Mon prochain roman n’appartiendra pas à la série des « Singleton et Trelawney ». Il sera ce qu’on appelle en bon français un « one-shot », c’est-à-dire un volume unique.
J’en suis pour le moment à la construction de l’intrigue, mais l’occasion est tentante de faire partager (un peu) à ceux qui le souhaitent la progression de mon travail et les différentes étapes de la mise en œuvre.
Au fil des semaines, j’ajouterai donc dans cette rubrique, avec parcimonie et de manière ludique, des éléments qui donneront un aperçu de ce sur quoi je suis en train de travailler et, par la même occasion, fournira une idée du roman tel qu’il se dessine, dans mon esprit d’abord, sur le papier ensuite.
Le titre en est Fleur de ténèbres, et l’histoire se situera à Paris durant l’année 1886.
Pourquoi Paris ? Pourquoi 1886 ? Quel mystère se cache derrière cette drôle de « fleur » ?
Une question à la fois, saperlotte !
Concernant ladite fleur, il s’agit d’une variété très rare, dont le nom savant est  Scotanthus tubiflorus. Tout ce que j’ai réussi à glaner sur le sujet provient d’un obscur traité de botanique datant de 1862 :

« Le nom de tubiflorus est amplement justifié par la longueur caractéristique du tube du calice, tant dans les fleurs mâles que dans les fleurs femelles.

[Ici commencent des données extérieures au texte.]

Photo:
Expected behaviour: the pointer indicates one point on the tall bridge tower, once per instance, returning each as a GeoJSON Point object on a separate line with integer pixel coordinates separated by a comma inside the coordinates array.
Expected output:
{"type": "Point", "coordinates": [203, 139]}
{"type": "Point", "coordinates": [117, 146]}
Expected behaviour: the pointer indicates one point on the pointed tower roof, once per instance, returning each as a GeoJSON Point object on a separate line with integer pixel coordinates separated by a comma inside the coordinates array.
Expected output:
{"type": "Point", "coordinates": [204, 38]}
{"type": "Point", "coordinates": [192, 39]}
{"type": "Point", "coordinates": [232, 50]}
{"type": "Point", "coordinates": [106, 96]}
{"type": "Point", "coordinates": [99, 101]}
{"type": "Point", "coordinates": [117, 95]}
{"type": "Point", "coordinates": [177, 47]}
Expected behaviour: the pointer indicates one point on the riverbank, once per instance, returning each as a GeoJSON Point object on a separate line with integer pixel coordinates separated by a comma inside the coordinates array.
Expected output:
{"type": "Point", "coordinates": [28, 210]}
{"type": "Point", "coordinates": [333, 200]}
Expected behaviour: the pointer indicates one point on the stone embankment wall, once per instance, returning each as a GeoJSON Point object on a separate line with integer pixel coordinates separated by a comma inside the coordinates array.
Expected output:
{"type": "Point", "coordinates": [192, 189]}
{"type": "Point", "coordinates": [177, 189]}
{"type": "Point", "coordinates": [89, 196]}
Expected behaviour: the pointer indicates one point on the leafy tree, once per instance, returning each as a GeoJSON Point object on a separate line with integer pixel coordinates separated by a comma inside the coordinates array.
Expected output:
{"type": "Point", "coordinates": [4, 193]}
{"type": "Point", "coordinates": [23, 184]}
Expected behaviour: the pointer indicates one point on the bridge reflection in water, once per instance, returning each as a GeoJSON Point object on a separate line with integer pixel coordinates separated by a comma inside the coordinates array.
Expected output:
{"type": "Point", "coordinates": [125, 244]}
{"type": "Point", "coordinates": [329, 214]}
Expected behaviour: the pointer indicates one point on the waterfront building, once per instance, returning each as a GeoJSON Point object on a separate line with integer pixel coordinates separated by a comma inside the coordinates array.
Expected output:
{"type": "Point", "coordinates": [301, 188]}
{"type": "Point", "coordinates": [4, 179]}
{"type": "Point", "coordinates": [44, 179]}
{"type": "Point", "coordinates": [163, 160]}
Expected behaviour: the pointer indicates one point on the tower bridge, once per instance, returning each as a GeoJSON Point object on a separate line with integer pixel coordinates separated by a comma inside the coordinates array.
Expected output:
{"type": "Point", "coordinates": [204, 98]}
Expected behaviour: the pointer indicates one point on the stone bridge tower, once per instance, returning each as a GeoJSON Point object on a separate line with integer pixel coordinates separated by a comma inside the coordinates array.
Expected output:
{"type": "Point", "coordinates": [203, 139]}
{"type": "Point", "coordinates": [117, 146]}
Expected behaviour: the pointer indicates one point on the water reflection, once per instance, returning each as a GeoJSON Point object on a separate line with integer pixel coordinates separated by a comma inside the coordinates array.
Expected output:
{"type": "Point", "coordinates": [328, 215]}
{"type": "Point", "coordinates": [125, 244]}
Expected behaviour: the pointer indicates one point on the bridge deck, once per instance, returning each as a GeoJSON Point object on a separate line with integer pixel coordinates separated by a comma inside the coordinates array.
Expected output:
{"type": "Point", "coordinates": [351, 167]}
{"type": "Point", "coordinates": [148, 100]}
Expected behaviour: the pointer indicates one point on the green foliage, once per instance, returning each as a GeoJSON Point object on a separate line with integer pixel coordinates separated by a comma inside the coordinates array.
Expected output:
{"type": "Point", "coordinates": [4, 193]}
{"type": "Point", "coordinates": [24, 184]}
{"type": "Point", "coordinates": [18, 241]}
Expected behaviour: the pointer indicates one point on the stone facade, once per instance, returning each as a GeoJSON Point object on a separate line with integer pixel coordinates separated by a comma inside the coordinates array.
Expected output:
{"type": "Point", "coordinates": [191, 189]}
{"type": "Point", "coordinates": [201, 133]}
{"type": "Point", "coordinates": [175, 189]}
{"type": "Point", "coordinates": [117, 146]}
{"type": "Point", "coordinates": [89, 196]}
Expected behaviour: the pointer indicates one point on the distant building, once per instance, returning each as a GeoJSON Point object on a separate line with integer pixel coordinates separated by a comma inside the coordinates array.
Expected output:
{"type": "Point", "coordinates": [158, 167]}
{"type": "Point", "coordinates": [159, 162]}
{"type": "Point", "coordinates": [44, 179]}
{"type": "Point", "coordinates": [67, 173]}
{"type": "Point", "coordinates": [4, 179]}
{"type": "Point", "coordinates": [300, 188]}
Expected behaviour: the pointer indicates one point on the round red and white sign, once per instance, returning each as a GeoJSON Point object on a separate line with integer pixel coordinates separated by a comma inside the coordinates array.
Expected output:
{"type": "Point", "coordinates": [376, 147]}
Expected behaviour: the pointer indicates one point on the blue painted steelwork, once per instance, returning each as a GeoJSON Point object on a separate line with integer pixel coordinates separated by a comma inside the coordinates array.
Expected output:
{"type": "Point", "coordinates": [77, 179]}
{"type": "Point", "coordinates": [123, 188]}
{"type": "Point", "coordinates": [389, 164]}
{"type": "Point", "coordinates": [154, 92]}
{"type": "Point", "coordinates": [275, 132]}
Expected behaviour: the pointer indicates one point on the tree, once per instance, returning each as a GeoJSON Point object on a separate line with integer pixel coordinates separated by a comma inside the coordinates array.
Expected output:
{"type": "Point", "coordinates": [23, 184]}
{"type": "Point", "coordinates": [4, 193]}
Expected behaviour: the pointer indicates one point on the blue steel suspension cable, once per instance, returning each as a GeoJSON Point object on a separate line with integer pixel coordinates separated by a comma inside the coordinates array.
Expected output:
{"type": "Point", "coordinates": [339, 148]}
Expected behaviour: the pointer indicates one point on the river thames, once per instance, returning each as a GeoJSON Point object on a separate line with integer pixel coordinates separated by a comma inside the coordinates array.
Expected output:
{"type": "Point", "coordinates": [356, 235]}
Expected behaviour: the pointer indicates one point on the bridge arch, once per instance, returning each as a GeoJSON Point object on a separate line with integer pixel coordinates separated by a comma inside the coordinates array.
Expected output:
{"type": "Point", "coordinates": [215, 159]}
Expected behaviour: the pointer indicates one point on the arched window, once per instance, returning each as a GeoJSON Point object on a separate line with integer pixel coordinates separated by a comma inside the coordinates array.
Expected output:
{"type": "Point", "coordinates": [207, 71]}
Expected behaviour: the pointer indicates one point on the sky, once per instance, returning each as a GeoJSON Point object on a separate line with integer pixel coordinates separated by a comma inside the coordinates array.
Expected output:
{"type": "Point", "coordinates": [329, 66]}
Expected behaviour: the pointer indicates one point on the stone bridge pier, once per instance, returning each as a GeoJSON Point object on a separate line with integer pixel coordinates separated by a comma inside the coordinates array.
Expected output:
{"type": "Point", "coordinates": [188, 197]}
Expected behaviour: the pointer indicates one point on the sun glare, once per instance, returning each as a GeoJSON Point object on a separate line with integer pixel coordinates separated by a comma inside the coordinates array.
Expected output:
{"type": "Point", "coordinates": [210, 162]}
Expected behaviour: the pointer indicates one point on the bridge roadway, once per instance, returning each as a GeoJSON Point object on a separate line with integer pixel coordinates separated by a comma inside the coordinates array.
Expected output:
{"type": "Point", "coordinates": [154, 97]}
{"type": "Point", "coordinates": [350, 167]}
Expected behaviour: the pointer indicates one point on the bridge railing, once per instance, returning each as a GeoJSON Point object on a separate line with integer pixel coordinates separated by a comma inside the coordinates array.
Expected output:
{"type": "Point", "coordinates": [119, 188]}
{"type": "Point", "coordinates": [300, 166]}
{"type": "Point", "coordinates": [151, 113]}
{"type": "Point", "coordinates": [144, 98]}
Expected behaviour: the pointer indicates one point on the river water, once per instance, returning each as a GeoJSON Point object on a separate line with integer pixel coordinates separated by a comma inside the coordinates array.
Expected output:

Celui de Scotanthus (“fleur de ténèbres”) rappelle cette autre particularité d’une floraison nocturne, qu’on retrouve d’ailleurs, quoiqu’à un moindre degré, dans le Lagenaria vulgaris et le Trichosanthes anguina. »
(Annales de sciences naturelles, IVe série, tome XVI, Adolphe Brongniart et Joseph Decaisne [p. 173])

Une fleur qui s’ouvre la nuit, et une ou deux fois seulement dans l’année, ce qui fait de son éclosion un phénomène exceptionnel – à telle enseigne qu’aucune représentation ne nous est parvenue.
Hum, hum…

À propos du contexte historique, voici d’ores et déjà quelques éléments :

L’organisation de la police de Sûreté en 1886
Chronologie des différences adresses de la Sûreté parisienne

Dans la nuit du mercredi 4 au jeudi 5 août 1886 démarre le « mystère du Petit-Montrouge », autrement appelé l’affaire de « la Femme coupée en morceaux », qui va tenir le public en haleine dans la chaleur de l’été.

Quelques mois auparavant, au tout début du printemps, un autre fait divers avait enflammé les Parisiens : un sordide cas de nécrophilie dans un cimetière du nord de la capitale. Celui que la presse a surnommé le « vampire de Saint-Ouen » récidiva quelques semaines plus tard.